Girgenti: America’s false patriotism

R. Colin Fly

A few weeks ago, I stopped by my local CVS to pick up a pair of fingernail clippers. I wandered around the store for a little while before I saw a bucket near the cash register labeled “nail clippers.” As I reached into the bucket, I recoiled in disgust and horror: all of the fingernail clippers were decorated with the American flag. I have nothing against the flag, and in fact, see the flag as an important symbol of America. I would even say that I love the flag; that is why it pains me to see it so abused.

In the aftermath of the Sept. 11 terrorist attacks, the American flag was everywhere. It was meant to indicate the solidarity of all Americans, to show that even though we had been attacked, we would remain strong. For the last year, however, the flag and the attacks have been on the news night after night, hour after hour. The flag is being turned into a symbol of America’s new values: greed and killing. Our flag is being used as a marketing tool to promote violence in the name of “patriotism.”

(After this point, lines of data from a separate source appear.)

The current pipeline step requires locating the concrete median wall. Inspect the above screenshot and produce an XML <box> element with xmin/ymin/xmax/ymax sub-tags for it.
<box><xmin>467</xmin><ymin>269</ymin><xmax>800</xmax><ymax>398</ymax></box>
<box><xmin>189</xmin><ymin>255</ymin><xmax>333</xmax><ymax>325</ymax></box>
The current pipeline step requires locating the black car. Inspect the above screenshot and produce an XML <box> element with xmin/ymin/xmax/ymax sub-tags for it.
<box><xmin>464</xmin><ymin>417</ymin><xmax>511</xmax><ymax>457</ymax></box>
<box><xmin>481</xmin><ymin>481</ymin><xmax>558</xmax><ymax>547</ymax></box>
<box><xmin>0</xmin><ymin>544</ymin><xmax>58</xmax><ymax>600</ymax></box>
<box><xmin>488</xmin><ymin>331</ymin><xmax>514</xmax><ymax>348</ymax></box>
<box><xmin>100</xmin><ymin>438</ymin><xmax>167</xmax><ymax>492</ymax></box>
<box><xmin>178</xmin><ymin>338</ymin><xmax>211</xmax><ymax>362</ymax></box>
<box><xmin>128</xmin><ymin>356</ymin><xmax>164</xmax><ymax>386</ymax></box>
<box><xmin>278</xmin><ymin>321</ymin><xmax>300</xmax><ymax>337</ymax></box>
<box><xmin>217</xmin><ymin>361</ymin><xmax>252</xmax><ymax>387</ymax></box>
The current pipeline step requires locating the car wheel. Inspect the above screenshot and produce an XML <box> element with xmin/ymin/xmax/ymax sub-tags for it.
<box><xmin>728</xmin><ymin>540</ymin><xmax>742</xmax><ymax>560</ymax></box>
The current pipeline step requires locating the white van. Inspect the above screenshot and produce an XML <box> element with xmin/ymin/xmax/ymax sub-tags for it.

Patriotism, to me, means loving your country, but at the same time realizing that it is not perfect, and could stand to be improved. Unfortunately, patriotism has been used for the past year to mean blind and unwavering support for the government. This definition is patently ridiculous, since the United States was founded on dissent and the assumption that an informed populace is necessary for a government to be legitimate. Thus, blind patriotism is an oxymoron.

Yet our government continually insists that we need to just trust that it will make the proper decisions on our behalf; it insists that we immerse ourselves in consumerism, and forget that we have a right to know certain things about how our government works.

How does the government get away with this? By wrapping itself in the American flag, and saying that we must sacrifice certain of our rights in order to protect that flag. But who is benefiting from the government’s attempts to keep us, the American people, uninformed? President Bush. The less we know, the more he can get away with. The “war on terrorism” and “national security” are used as excuses to avoid telling the American people, and, in fact, Congress, the facts we all need in order to come to intelligent conclusions about what is going on. How can Congress vote on a resolution to allow Bush to go to war with Iraq if the members of Congress are only told that Hussein is a threat, without being shown any evidence of that threat? How can we, the American people, come to informed conclusions about whether or not that threat is real if we are not shown any evidence? The Bush administration telling us that Hussein is a threat is not, itself, evidence of a threat. There must be some facts that Bush can share with us to prove this threat without risking national security. After all, if American spy satellites have shown Hussein building weapons of mass destruction, then why not share those photos with us? Kennedy showed the American people spy satellite photographs of missiles in Cuba to prove a threat during the Cuban Missile Crisis.

American values are not money or war. American values are freedom and democracy. It is time for us to force the government to return to these values, and give up on the false values of greed and murder. As Americans, we have a right to know what our government is up to and why.

It is time to tear away the façade of “national security” to find out what the government has been keeping from us that we need to know. It is time for us to reclaim America.